# 作業 : (Kaggle)鐵達尼生存預測
***
- 分數以網站評分結果為準, 請同學實際將提交檔(*.csv)上傳試試看  
https://www.kaggle.com/c/titanic/submit

# [作業目標]
- 試著模仿範例寫法, 在鐵達尼生存預測中, 觀察觀查混合泛化 (Blending) 的寫法與效果

# [作業重點]
- 觀察混合泛化的準確度 (In[14]), 是否比單一模型準確度為高 (In[11~13])  
- 除了我們的權重, 同學也可以試著自行調整權重 (注意:權重和=1), 看看有什麼影響
- Hint : 除了權重, 分類預測的調整, 還可以調整什麼地方?

In [71]:
import os
import pandas as pd
import numpy as np
import copy, time
import warnings
warnings.filterwarnings('ignore')
from IPython.display import display
from sklearn.preprocessing import MinMaxScaler
from sklearn.model_selection import cross_val_score
from sklearn.linear_model import LogisticRegression
from sklearn.preprocessing import LabelEncoder
from sklearn import datasets, metrics

# Set data directory
dir_data = 'D:\Document\AI\Marathon100D\Assignment\Day_049\data'
# Set the full data file name
f_app_train = os.path.join(dir_data, 'titanic_train.csv')
f_app_test = os.path.join(dir_data, 'titanic_test.csv')

# Create training data frame by reading CSV file
df_train = pd.read_csv(f_app_train)
# Create test data frame  by reading CSV file
df_test = pd.read_csv(f_app_test)

# Create target data frame by extracting the target column
train_Y = df_train['Survived']

# Create primary key data frame
ids = df_test['PassengerId']

# Accuracy checker
# df_verify = df_train[['PassengerId', 'Survived'] ]

# Drop primary key and target data column from training data frame
df_train = df_train.drop(['PassengerId', 'Survived'] , axis=1)

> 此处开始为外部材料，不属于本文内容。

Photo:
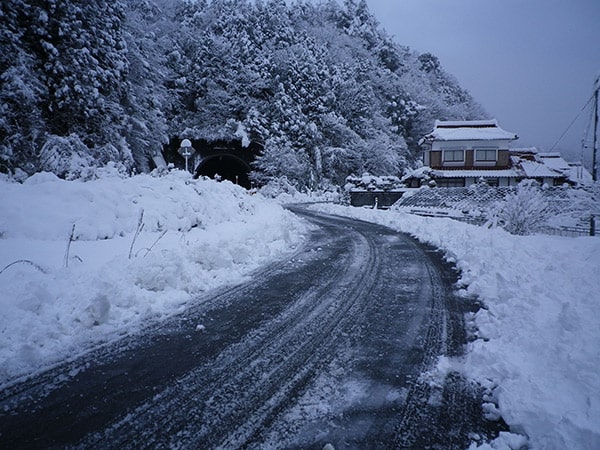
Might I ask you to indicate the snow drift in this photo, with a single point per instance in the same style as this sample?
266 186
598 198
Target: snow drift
538 338
85 277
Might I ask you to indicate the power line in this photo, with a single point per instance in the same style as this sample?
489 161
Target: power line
571 124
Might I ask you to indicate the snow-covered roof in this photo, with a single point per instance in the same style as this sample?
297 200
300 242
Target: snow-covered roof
490 173
469 130
534 169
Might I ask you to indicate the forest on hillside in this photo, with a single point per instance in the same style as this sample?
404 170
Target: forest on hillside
318 84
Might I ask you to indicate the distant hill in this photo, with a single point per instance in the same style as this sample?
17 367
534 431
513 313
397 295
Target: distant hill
321 87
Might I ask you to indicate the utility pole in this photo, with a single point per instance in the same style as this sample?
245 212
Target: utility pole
595 147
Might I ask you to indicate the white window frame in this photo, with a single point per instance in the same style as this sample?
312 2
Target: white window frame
485 162
453 161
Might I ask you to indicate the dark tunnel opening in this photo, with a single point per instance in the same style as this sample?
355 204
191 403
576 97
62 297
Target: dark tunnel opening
227 167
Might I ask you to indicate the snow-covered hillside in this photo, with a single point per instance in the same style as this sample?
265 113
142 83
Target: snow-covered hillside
60 298
538 346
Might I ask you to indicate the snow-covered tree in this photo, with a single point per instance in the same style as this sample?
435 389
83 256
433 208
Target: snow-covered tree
523 211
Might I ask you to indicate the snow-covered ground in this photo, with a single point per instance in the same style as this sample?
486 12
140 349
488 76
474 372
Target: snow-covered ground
58 300
539 338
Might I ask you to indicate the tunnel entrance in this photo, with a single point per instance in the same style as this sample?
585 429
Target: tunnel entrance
228 167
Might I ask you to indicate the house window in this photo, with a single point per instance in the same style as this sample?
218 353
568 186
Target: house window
454 155
450 182
485 155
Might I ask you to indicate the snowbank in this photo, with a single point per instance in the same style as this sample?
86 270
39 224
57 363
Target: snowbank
196 235
539 339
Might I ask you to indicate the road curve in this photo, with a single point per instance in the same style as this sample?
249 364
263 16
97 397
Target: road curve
330 346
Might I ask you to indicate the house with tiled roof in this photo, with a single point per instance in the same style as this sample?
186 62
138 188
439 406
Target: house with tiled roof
462 153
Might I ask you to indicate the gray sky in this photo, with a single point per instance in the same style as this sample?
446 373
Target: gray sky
530 63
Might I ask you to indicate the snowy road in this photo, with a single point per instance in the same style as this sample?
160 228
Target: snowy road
328 347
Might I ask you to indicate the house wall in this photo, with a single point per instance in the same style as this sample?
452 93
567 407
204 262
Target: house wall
433 154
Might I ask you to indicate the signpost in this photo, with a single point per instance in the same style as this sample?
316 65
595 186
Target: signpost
186 150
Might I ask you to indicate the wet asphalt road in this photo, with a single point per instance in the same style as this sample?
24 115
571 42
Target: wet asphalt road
328 346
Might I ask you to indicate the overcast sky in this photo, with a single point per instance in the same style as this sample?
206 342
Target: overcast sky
530 63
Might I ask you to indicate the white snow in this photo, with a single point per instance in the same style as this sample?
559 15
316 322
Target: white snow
539 338
538 346
197 235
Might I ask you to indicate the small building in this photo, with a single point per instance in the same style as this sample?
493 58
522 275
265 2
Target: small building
462 153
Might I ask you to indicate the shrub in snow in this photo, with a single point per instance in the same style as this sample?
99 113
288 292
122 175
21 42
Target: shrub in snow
523 211
370 182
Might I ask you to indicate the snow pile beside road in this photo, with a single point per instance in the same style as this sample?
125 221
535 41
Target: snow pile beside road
196 235
539 338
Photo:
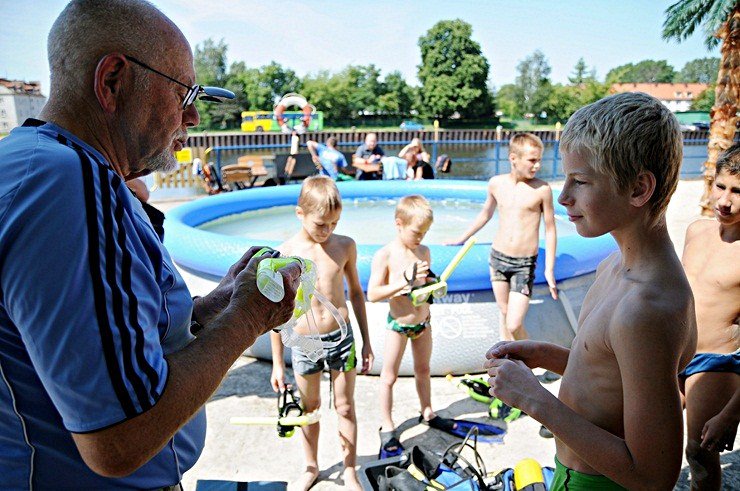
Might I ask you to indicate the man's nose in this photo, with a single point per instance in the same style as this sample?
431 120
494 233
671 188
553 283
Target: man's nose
191 117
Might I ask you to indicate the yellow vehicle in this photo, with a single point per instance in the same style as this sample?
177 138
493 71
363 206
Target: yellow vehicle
257 121
263 121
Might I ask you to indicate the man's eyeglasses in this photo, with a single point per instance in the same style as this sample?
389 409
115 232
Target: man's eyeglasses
211 94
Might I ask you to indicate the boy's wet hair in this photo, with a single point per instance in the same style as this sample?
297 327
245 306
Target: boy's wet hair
624 135
319 194
414 209
520 140
729 161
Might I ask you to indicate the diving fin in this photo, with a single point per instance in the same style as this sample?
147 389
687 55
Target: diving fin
461 427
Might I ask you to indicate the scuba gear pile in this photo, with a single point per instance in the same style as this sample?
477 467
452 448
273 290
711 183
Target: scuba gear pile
270 284
290 415
478 389
438 289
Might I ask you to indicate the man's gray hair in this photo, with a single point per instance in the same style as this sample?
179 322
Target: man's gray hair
86 30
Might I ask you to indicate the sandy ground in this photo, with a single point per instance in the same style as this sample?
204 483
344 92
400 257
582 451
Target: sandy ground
243 453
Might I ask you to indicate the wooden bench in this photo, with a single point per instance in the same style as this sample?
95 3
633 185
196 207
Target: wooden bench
245 172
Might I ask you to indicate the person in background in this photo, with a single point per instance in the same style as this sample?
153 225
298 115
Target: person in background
367 159
103 381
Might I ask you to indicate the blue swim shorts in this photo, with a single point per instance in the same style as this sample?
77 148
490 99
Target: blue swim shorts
712 362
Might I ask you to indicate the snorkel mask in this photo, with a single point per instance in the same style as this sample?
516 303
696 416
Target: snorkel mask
438 289
270 284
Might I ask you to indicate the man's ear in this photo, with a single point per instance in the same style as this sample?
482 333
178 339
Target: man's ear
108 79
643 189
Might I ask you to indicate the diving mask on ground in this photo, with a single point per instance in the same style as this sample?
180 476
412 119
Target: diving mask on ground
438 289
270 284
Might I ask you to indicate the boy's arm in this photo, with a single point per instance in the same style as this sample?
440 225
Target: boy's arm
357 298
551 241
647 351
483 217
377 288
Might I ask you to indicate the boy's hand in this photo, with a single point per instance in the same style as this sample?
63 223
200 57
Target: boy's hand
277 378
367 358
513 382
531 353
550 277
718 433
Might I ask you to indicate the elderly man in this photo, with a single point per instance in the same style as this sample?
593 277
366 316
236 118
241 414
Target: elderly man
367 159
102 383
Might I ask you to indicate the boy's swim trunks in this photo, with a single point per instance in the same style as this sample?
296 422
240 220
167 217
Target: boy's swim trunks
517 271
411 331
712 362
566 479
341 358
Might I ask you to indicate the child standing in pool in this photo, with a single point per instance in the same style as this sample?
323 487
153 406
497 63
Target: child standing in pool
713 375
396 268
522 200
319 208
617 418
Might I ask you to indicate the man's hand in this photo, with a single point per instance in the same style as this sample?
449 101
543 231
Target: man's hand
513 382
212 305
550 277
718 433
367 358
251 310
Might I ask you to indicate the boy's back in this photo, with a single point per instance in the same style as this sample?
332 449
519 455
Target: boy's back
708 262
331 258
520 206
631 320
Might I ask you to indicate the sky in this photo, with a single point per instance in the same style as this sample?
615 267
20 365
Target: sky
308 36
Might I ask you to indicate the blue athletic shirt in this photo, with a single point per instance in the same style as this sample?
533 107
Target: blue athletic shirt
90 303
331 160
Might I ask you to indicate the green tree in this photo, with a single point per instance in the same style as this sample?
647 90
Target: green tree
581 73
533 83
507 100
397 96
701 70
453 72
209 60
645 71
721 22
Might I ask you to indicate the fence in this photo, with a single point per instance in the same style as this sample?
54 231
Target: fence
211 147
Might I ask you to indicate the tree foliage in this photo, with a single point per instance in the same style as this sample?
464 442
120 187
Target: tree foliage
453 72
646 71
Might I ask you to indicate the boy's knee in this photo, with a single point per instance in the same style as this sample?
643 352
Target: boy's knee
345 409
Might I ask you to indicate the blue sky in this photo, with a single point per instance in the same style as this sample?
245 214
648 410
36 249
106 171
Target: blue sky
311 35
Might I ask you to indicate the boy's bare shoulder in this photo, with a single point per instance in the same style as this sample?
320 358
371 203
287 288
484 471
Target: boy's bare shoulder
701 226
654 315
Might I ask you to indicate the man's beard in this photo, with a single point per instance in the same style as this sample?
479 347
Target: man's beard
164 161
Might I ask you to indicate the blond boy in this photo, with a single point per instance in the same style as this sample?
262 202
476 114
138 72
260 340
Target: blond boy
396 269
319 208
617 419
522 200
710 258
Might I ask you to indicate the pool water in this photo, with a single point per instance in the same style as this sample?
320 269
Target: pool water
368 221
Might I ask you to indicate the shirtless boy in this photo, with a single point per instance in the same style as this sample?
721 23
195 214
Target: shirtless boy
617 418
335 256
396 268
522 200
712 377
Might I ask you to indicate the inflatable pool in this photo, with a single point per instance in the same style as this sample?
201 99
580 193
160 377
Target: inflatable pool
464 323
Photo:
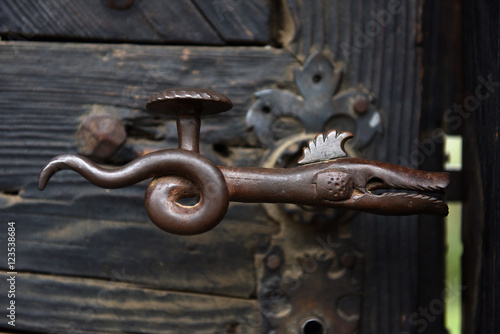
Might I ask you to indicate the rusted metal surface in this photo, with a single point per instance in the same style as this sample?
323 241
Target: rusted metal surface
347 183
120 4
319 106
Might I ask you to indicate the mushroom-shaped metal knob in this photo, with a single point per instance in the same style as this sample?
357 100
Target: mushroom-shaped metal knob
189 105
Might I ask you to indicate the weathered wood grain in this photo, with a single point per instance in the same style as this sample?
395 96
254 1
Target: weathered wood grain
50 304
481 228
239 21
377 43
104 236
76 229
216 22
146 21
52 86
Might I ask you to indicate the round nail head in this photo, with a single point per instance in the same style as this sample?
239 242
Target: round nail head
361 106
185 101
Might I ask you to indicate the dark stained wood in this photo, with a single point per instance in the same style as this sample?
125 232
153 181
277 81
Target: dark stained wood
50 304
215 22
386 63
441 89
76 232
239 21
149 21
481 228
118 79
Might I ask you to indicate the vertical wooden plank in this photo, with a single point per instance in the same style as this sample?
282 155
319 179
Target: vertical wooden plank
378 43
482 171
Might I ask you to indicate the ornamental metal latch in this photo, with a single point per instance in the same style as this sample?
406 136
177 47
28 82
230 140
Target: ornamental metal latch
324 178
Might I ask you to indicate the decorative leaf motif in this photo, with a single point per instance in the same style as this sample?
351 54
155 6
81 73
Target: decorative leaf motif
323 148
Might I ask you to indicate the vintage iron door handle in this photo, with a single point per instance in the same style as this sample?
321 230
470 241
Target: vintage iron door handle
326 177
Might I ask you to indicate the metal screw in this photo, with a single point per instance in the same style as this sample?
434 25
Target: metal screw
361 105
273 262
348 260
100 135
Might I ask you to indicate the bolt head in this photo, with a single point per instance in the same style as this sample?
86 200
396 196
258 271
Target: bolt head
348 260
361 105
100 135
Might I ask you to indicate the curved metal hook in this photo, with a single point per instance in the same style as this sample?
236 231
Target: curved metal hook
161 199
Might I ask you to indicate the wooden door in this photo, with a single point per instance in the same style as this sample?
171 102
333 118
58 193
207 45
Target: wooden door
88 260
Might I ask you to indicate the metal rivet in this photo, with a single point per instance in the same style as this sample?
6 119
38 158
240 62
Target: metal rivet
348 260
313 326
273 262
100 135
361 105
120 4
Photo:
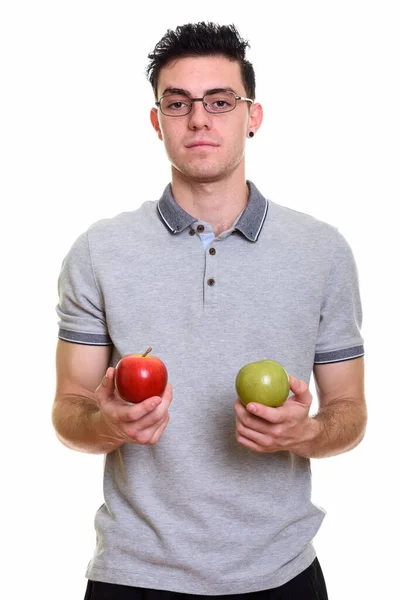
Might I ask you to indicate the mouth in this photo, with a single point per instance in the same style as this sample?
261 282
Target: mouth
201 143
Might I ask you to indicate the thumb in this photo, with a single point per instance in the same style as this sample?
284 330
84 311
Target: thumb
300 390
106 386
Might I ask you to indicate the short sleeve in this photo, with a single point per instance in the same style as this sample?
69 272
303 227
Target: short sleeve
80 307
339 334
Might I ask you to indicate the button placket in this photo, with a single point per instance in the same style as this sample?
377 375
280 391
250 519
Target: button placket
210 276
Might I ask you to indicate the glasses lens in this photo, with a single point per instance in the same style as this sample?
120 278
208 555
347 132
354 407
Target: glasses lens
220 102
175 105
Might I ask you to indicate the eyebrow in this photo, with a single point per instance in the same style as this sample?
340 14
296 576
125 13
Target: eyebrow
171 90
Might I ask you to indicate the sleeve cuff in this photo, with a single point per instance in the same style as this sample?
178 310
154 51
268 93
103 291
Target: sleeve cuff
322 358
90 339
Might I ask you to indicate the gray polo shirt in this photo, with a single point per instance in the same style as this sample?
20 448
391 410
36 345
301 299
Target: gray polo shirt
198 513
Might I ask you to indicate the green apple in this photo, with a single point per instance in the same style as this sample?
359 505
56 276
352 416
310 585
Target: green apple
264 381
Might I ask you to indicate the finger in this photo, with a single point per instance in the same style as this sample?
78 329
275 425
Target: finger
272 414
160 430
148 412
137 412
106 387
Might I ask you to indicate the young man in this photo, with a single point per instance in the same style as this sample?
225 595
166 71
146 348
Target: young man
214 499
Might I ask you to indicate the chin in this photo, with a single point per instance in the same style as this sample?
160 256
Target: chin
203 173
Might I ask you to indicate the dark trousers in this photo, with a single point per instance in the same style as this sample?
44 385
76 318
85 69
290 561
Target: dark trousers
308 585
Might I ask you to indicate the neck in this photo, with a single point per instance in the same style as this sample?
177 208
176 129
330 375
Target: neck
217 202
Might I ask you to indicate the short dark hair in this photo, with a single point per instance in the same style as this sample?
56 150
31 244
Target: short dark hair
202 39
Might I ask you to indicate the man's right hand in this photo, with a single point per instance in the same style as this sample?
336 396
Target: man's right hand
142 423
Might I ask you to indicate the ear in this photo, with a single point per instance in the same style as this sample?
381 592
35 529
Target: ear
255 117
155 122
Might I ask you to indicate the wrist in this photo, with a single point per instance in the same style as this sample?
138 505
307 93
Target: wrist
311 434
108 437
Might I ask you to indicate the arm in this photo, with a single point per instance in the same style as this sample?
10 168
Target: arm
338 426
87 414
342 415
75 415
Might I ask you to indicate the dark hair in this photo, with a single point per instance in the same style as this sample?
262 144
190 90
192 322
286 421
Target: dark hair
202 39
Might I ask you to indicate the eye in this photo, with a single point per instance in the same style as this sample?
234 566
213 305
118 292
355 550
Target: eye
175 103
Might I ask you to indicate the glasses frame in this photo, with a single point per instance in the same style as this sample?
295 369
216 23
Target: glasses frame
205 104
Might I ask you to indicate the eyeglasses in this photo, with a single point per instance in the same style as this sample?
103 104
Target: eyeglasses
178 105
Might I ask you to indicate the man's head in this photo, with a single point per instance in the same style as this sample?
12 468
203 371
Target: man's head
188 63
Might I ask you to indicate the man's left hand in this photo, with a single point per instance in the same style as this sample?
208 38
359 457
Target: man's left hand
272 429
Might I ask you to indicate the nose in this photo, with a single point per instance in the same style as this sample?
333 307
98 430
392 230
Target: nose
199 117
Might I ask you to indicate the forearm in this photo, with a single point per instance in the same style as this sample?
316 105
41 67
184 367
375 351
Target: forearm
79 425
335 429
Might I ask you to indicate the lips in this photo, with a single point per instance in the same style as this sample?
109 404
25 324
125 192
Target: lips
197 143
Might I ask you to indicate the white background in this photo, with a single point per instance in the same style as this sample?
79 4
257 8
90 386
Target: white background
77 146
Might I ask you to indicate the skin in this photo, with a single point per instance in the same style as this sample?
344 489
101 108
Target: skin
210 184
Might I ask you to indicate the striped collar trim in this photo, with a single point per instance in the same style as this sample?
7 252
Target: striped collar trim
250 223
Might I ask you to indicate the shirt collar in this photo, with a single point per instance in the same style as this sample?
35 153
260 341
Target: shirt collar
250 222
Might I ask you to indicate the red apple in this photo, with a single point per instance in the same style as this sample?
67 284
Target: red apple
140 376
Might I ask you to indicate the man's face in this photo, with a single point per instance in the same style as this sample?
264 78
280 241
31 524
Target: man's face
227 131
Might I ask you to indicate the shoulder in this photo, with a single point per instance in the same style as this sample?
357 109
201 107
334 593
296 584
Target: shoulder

# Drop primary key from test data frame
df_test = df_test.drop(['PassengerId'] , axis=1)

# Combine two data frame
df = pd.concat([df_train,df_test])

# Show top N rows
df.head()

Unnamed: 0,Pclass,Name,Sex,Age,SibSp,Parch,Ticket,Fare,Cabin,Embarked
0,3,"Braund, Mr. Owen Harris",male,22.0,1,0,A/5 21171,7.25,,S
1,1,"Cumings, Mrs. John Bradley (Florence Briggs Th...",female,38.0,1,0,PC 17599,71.2833,C85,C
2,3,"Heikkinen, Miss. Laina",female,26.0,0,0,STON/O2. 3101282,7.925,,S
3,1,"Futrelle, Mrs. Jacques Heath (Lily May Peel)",female,35.0,1,0,113803,53.1,C123,S
4,3,"Allen, Mr. William Henry",male,35.0,0,0,373450,8.05,,S


In [72]:
# 檢查 DataFrame 空缺值的狀態
# Create a function to check of ratio of missing data
def na_check(df_data):
    data_na = (df_data.isnull().sum() / len(df_data)) * 100
    data_na = data_na.drop(data_na[data_na == 0].index).sort_values(ascending=False)
    missing_data = pd.DataFrame({'Missing Ratio' :data_na})
    display(missing_data.head(10))

# Call function to check data frame
na_check(df)

Unnamed: 0,Missing Ratio
Cabin,77.463713
Age,20.091673
Embarked,0.152788
Fare,0.076394


In [73]:
# 以下 In[3]~In[10] 只是鐵達尼預測中的一組特徵工程, 並以此組特徵工程跑參數, 若更換其他特徵工程, In[10]的參數需要重新跑
# Sex : 直接轉男 0 女 1
# Encode column, convert string to number
df["Sex"] = df["Sex"].map({"male": 0, "female":1})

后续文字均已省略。